Hamilton builds from all these influences. It takes 1776 and turns the perspective from Adams to Hamilton, from well-established politician to scrappy immigrant-orphan. It takes the clean romance of In the Heights and twists it to reflect the realities of marriage, fame, and legacy. The traditional romance is severed by death and time. And it takes the ebullience, speed, and contemporary song and dance of Bring in ‘da Noise and uses it to re-tell – and rejuvenate – the past.

It is this final achievement that rings loudest. There is a philosophy of history in the title song: “Who Lives, Who Dies, Who Tells Your Story.” That is the compelling, underlying purpose of the production. Some facts are wrong (the Marquis de Lafayette was not hanging out in the colonies, fomenting rebellion before the Declaration of Independence, according to this fabulous biography by my colleague Laura Auricchio); there are representations that are a bit skewed (Jefferson may have been in France during much of the American Revolution but he was not completely uninvolved. “What Did I Miss,” which opens the second act of the show, drags that absence to a funnier conclusion). But there is a tone, a perspective, that gets a lot right about the back-and-forth skelter of colonists’ march to revolution, the jostling of men for fame.

One of the smartest dramaturgical moves in the script was to pose Aaron Burr against Hamilton, who serves as a kind of cipher for the main character. Burr loves, becomes a parent, seeks political position – as does Hamilton. And their lives will be forever intertwined in Hamilton’s death, and the story that gets told about it. The story we tell about Burr: “the damn fool who killed” Hamilton. The story we tell about Hamilton may have been more unknown but has always been more complex. The bastard child of the Caribbean, the second-hand man to Washington, the theorist of the Federalist Papers, the financier of the new nation, and the man who lost a duel.

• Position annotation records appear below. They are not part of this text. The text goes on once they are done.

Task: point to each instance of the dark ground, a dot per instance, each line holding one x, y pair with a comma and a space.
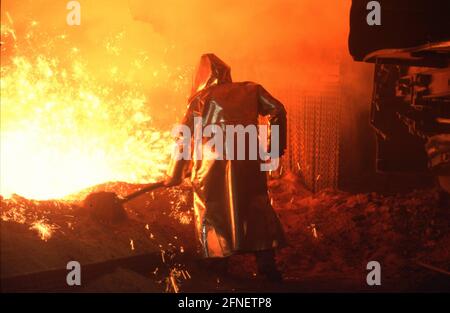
332, 237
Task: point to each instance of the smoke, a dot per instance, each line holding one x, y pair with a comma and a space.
155, 45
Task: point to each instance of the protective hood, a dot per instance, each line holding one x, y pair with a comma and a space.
211, 71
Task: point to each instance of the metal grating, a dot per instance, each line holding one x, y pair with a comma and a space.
313, 136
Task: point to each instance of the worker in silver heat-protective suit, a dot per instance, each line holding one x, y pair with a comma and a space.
233, 213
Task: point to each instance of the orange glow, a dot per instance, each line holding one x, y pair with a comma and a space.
63, 131
95, 103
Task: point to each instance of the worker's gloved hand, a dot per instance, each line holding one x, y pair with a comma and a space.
172, 181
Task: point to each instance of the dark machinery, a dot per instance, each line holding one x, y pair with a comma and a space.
411, 97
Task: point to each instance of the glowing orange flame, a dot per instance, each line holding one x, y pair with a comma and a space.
62, 131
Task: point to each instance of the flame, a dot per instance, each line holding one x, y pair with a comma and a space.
63, 131
44, 230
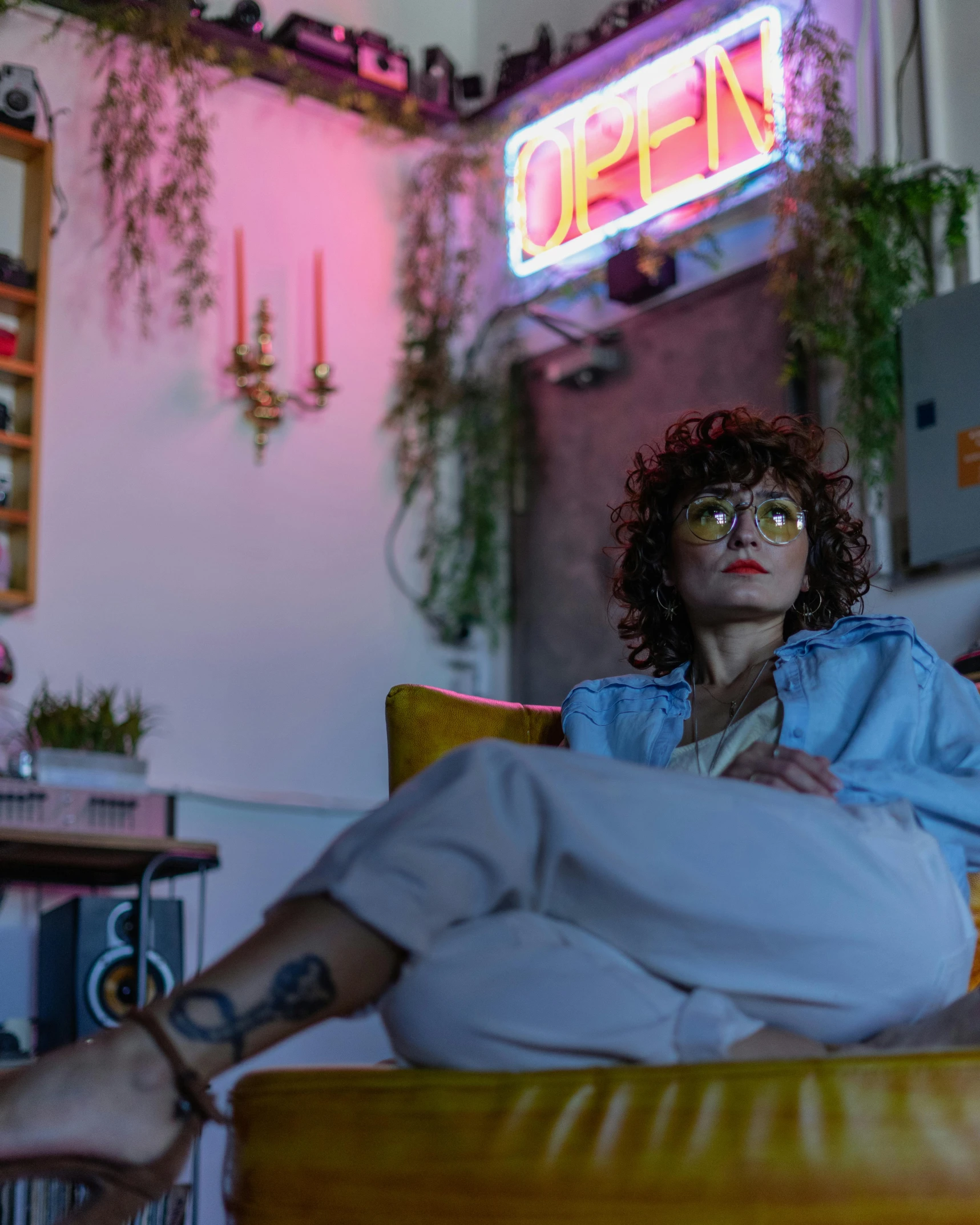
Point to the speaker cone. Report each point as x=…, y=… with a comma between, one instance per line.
x=111, y=988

The end of the production gives some indication of why there is that difference in the stories we tell of Burr and Hamilton. Hamilton’s wife, Eliza, lived fifty years after his death. Even after being betrayed by her husband’s affairs with other women and his encouragement of their son to duel (in which he also lost his life), she resurrected and prolonged his legacy. She opened up the first home for orphans, and named it for him. She told the story of his influence on the more well known founding fathers again and again. She lived longer, died later, and told his story.

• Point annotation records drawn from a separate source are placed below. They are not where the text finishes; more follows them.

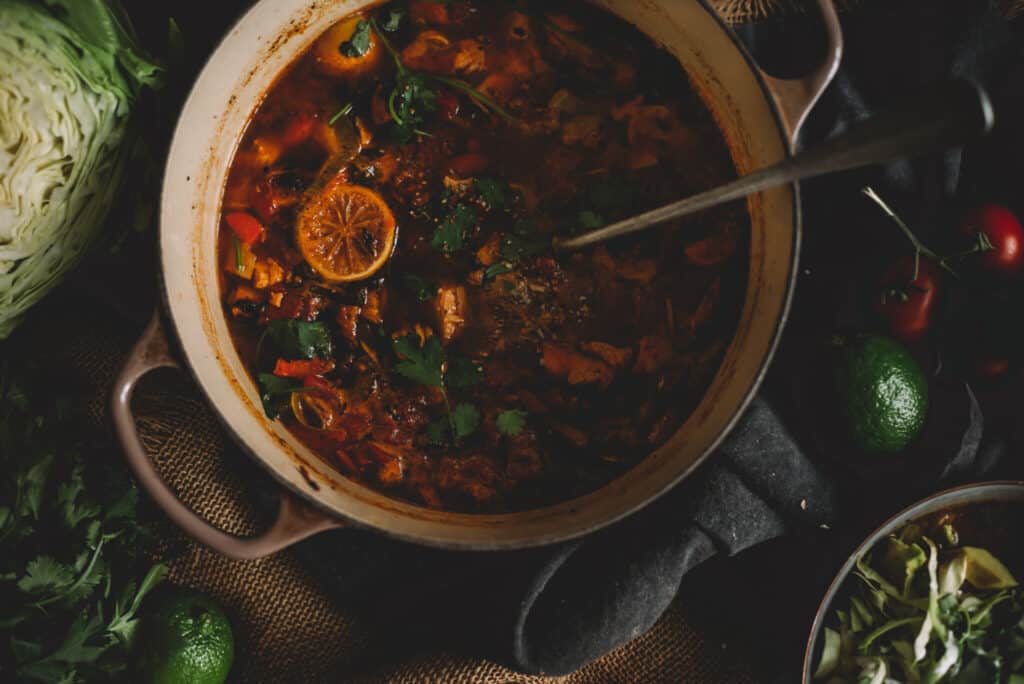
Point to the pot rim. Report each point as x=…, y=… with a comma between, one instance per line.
x=577, y=531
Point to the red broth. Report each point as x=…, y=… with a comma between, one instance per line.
x=388, y=275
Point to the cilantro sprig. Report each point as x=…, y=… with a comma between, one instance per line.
x=429, y=366
x=414, y=97
x=70, y=541
x=358, y=44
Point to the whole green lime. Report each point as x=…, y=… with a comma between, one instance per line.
x=883, y=392
x=186, y=640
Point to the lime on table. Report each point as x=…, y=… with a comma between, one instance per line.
x=883, y=392
x=186, y=640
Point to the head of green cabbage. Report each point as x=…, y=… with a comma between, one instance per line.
x=70, y=75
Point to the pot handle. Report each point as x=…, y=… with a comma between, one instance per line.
x=295, y=521
x=796, y=97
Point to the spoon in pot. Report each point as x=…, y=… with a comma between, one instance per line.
x=952, y=115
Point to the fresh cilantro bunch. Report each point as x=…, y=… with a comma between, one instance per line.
x=71, y=579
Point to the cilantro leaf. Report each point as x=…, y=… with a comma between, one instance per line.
x=494, y=270
x=421, y=288
x=420, y=366
x=45, y=575
x=512, y=422
x=393, y=20
x=272, y=389
x=74, y=650
x=496, y=194
x=300, y=339
x=465, y=420
x=522, y=243
x=438, y=432
x=358, y=44
x=451, y=234
x=412, y=100
x=590, y=220
x=463, y=372
x=124, y=623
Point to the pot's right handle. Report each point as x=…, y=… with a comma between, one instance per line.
x=296, y=520
x=796, y=97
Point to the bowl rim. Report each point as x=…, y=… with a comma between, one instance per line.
x=974, y=493
x=787, y=284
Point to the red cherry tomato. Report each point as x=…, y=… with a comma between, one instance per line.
x=1006, y=234
x=907, y=304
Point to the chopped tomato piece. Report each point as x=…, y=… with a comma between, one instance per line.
x=302, y=369
x=246, y=226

This makes clear the interpretive nature of history. Some people’s stories never get told; other stories become only a means to end (an understanding of one gun shot). But Hamilton does more history-making than this. It re-enacts – and, therefore, re-makes – the past with new players, new rhythms, new skin. A friend of mine found disappointing that the lyrics and text of the production did not mark out the whiteness of the founding moment enough; she may have wanted more condemnation. Miranda takes a different tack, I think, by accepting that fact, nearly ignoring it in word, and instead re-making it in action by the deployment of African American and Latino/a actors and the expressive song and dance styles from those traditions. We see Washington as an African American; we do not hear him extol his slaves. We see Jefferson and Sally Hemmings, both African Americans, in easy familiarity with one another. To my mind, this does not ignore the realities; it points them out by disjunction and then supplants them. Instead of asking how and why was the founding of the nation discriminatory, we see a past re-made to fit present demands for full citizenship, full recognition, and a future full of possibility for everyone.